Rachel managed to get them from out from under him and tucked a folded up blanket under his head, "Harry, can you hear me at all? Can you speak to me to tell me you are alright?" He sucked in a deep breath.
"What...happened...?"
She said, her voice wavering, "I was fixing the salad when I heard the crash. It came from the cellar and I ran down here...and...and you were crushed underneath all the books and the shelves. They said you must have climbed on them and they broke... I shouldn't have let you... we could have had another death in this house...!"
An older gentlemen touched her shoulder when Mrs. Figg's cousin began trembling.
"It was an accident, Rachel. I sent Don to call an ambulance."
Harry tried to get up. "No, no, I don't need an ambulance. I'm okay." Alarmed, the gentlemen tried pushing Harry down by his shoulders. "Son, you could be serious hurt and not know it. Try to relax." Rachel started trembling harder at this possibility. This made Harry struggle harder to prove he was fine. Luckily, the man 'Don' was a practiced paramedic himself and found Harry to be uninjured except for a nasty bump on his backside and head. After a couple moments, Harry was beginning to get queasy but said nothing as he attempted to comfort Rachel.
"Don't be stupid." He said, touching her other shoulder not held by the gentlemen. "It wasn't your fault. You couldn't have predict this."
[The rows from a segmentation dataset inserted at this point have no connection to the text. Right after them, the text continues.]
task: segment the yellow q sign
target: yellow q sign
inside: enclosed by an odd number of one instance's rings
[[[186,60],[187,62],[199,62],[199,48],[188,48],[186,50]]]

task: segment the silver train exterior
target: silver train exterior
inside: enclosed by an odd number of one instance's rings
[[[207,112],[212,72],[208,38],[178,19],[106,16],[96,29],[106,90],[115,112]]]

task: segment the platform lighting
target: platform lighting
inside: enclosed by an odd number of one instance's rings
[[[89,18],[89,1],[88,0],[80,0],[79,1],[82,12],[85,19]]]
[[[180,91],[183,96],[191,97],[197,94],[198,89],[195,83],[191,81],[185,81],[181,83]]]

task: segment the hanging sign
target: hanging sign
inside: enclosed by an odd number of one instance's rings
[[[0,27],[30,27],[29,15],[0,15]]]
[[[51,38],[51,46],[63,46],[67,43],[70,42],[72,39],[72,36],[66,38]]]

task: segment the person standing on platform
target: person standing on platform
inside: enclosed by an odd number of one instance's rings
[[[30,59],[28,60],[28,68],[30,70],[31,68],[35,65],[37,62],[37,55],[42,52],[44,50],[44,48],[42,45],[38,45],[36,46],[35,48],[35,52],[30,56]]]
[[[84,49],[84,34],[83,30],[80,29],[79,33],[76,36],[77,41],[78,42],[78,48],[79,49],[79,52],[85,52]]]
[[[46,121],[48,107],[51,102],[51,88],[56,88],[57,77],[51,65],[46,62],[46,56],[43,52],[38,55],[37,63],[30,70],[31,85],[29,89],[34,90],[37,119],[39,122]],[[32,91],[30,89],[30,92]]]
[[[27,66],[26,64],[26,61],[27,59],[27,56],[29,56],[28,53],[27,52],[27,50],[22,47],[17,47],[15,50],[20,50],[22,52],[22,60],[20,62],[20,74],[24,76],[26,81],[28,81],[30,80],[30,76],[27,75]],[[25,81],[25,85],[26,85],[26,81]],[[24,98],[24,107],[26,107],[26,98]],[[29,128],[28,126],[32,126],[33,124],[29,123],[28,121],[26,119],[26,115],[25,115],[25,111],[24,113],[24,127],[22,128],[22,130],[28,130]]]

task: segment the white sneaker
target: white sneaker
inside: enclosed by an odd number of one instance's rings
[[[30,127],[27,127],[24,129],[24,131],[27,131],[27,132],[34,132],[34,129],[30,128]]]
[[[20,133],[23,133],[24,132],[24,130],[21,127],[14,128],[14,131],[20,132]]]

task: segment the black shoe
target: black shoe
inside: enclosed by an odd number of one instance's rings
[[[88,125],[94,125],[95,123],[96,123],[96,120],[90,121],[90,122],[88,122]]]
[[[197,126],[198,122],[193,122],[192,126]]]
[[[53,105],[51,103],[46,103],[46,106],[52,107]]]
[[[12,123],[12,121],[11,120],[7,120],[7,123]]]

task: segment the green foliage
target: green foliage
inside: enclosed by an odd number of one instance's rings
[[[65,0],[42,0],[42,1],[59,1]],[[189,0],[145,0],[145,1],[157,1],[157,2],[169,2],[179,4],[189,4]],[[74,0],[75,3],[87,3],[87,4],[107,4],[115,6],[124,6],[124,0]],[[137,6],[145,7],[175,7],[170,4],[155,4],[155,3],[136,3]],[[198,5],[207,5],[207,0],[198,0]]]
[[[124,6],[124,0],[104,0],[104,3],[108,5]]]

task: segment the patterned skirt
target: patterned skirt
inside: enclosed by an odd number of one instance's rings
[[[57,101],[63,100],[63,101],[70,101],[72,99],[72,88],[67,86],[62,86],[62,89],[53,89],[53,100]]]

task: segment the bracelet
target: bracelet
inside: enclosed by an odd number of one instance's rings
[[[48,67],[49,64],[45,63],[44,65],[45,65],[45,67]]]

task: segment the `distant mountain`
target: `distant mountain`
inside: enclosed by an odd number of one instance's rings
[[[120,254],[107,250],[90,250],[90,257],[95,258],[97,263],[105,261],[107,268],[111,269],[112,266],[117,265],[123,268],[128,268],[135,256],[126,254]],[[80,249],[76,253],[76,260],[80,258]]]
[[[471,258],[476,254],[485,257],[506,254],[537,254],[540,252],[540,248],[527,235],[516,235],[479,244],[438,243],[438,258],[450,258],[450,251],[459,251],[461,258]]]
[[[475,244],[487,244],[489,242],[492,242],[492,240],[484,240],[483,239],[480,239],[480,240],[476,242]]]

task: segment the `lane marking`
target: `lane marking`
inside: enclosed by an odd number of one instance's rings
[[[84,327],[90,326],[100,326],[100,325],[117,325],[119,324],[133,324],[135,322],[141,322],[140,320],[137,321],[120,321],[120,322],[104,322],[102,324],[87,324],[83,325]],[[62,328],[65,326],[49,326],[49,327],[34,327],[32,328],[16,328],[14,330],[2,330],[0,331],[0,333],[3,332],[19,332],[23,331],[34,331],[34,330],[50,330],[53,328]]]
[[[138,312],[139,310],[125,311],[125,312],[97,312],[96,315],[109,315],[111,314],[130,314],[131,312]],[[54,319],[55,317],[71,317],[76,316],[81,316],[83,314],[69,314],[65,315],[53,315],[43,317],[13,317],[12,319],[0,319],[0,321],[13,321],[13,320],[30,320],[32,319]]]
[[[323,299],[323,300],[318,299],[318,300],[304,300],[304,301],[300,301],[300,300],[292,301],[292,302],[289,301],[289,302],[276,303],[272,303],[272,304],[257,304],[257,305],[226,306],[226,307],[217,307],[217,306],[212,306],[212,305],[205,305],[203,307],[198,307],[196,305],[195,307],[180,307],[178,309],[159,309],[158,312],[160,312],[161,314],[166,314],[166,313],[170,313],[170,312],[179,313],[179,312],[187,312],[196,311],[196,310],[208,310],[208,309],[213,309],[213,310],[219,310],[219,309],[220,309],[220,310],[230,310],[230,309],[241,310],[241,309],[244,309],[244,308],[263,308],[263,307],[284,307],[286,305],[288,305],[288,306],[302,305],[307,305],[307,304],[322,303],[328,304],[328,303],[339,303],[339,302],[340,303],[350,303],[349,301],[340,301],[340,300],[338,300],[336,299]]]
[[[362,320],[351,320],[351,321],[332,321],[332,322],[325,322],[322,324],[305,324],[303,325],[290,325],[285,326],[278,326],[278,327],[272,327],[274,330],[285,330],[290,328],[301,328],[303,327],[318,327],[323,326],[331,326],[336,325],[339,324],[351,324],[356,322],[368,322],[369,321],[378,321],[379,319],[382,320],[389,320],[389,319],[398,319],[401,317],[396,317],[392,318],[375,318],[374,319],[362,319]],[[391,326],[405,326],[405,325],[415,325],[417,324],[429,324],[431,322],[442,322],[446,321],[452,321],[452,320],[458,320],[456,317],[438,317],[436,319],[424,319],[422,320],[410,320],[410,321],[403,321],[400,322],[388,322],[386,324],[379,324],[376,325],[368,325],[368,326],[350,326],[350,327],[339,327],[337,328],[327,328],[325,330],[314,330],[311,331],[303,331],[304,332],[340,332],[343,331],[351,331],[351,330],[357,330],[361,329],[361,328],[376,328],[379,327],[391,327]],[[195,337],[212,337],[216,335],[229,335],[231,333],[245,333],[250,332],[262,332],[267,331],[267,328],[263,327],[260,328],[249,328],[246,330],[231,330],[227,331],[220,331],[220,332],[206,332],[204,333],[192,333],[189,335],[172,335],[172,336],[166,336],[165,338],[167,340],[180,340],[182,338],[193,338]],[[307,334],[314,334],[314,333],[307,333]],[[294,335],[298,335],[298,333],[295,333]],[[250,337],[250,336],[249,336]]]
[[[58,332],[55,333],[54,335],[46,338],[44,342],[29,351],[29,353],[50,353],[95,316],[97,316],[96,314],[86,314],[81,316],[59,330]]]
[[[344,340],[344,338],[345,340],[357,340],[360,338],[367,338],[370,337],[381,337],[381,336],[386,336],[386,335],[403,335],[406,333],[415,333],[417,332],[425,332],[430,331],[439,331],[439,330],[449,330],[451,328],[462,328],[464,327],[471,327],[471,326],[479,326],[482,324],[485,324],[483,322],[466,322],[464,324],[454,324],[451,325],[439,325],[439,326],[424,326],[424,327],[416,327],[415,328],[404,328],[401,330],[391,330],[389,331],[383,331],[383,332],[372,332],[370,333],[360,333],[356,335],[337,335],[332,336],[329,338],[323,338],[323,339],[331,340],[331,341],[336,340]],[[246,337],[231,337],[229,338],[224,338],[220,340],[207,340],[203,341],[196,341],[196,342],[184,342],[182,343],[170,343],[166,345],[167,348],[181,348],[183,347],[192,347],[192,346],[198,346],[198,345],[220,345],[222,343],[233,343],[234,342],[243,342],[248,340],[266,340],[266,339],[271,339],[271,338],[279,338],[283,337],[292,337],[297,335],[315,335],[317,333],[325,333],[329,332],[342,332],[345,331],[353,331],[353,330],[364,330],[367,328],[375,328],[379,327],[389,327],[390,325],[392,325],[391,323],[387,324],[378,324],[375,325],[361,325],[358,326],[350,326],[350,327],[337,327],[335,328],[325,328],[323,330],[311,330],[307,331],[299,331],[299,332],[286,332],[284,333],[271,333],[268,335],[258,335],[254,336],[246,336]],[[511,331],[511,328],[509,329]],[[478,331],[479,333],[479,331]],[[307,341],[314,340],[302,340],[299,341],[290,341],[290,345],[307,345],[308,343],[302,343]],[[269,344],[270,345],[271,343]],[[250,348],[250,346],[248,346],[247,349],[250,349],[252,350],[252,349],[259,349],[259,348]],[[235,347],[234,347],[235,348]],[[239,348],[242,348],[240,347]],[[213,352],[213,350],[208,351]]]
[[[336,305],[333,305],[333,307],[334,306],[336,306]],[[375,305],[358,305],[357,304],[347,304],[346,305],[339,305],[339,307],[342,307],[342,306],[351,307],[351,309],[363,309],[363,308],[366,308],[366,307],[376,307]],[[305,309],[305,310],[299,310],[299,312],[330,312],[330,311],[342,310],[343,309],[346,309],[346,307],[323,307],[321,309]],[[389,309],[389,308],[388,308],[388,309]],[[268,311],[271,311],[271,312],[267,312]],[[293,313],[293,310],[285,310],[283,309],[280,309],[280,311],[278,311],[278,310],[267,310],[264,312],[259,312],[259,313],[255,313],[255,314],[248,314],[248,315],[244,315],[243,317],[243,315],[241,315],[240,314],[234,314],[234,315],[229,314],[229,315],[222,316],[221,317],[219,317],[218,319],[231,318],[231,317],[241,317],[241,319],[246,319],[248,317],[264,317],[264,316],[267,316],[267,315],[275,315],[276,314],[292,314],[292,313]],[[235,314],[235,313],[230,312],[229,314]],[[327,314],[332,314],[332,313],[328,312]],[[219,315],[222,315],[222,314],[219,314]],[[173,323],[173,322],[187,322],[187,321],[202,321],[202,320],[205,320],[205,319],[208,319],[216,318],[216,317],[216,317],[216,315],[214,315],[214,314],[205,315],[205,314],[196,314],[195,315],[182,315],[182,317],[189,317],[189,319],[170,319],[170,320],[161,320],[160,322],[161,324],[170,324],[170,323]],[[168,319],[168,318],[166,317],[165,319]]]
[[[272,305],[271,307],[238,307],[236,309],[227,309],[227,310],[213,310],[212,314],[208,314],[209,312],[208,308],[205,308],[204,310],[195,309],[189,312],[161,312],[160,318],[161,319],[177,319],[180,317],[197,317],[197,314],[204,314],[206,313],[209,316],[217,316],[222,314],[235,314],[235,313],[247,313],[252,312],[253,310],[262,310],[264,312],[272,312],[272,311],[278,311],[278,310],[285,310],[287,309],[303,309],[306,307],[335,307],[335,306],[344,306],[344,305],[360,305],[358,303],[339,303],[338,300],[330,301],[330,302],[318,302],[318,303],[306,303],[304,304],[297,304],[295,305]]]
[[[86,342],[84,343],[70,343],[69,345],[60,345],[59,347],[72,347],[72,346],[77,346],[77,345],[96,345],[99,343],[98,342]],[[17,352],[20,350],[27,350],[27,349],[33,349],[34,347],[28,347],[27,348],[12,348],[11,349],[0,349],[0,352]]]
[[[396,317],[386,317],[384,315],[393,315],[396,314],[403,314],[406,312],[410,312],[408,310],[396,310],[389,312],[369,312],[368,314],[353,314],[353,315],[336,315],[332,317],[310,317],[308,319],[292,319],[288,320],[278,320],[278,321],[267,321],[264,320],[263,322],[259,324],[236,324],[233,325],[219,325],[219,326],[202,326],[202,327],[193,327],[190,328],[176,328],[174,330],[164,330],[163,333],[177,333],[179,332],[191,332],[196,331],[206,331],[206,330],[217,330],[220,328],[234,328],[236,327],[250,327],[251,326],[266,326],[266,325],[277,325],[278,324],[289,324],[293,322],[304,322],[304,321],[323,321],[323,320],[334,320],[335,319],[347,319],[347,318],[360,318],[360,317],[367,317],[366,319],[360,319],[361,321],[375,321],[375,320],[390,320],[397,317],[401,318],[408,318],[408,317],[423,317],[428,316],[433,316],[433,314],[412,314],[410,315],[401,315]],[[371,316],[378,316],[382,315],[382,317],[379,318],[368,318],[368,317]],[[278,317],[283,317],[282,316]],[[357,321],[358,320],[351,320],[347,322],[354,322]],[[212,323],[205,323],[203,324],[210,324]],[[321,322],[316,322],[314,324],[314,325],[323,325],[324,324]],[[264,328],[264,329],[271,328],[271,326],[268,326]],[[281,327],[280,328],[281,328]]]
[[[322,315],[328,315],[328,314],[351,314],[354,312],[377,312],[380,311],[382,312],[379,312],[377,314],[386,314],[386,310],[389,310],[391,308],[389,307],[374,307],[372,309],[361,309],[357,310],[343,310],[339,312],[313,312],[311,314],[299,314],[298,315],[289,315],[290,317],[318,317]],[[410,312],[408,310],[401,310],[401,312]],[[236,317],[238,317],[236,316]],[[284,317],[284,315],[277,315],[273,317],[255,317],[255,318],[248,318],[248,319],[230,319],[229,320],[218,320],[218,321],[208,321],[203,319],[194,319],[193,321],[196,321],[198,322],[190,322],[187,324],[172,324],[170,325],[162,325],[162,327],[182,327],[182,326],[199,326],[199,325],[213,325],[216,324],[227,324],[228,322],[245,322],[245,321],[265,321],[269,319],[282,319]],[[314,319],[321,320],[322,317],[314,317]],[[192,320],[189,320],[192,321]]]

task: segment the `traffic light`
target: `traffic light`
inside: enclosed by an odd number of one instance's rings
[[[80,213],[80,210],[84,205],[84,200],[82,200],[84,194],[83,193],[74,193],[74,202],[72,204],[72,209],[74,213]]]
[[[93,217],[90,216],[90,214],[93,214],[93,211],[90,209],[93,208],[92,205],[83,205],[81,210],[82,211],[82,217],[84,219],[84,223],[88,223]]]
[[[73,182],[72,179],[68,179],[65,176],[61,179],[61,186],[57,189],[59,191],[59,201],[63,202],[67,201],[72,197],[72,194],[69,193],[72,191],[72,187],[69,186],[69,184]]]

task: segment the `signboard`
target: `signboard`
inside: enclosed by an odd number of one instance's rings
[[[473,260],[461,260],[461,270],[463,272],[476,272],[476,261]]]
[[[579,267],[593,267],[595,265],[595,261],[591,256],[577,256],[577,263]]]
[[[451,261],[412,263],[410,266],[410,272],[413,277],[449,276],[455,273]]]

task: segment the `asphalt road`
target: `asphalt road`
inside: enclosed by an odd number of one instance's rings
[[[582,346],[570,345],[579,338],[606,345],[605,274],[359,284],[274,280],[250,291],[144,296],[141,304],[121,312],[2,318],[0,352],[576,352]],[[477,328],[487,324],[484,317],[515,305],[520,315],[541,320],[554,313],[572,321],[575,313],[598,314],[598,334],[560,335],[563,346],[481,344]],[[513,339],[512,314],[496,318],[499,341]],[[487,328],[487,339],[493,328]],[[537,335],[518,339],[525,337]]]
Mrs. Figg's cousin sniffled, croaking, "It's just...you were lying there... like she had been... I found her all pale on the floor and I thought maybe she had tripped over and hit her head... then they said she was dead. I never got to know her better. I was a terrible cousin." She insisted.
"She'd forgive you, and call you silly for getting worked up." Harry said. Rachel smiled despite her tears.
-
Harry said goodbye to Mrs. Figg's relatives by evening as the Dursleys insisted they had enough of the gloomy atmosphere.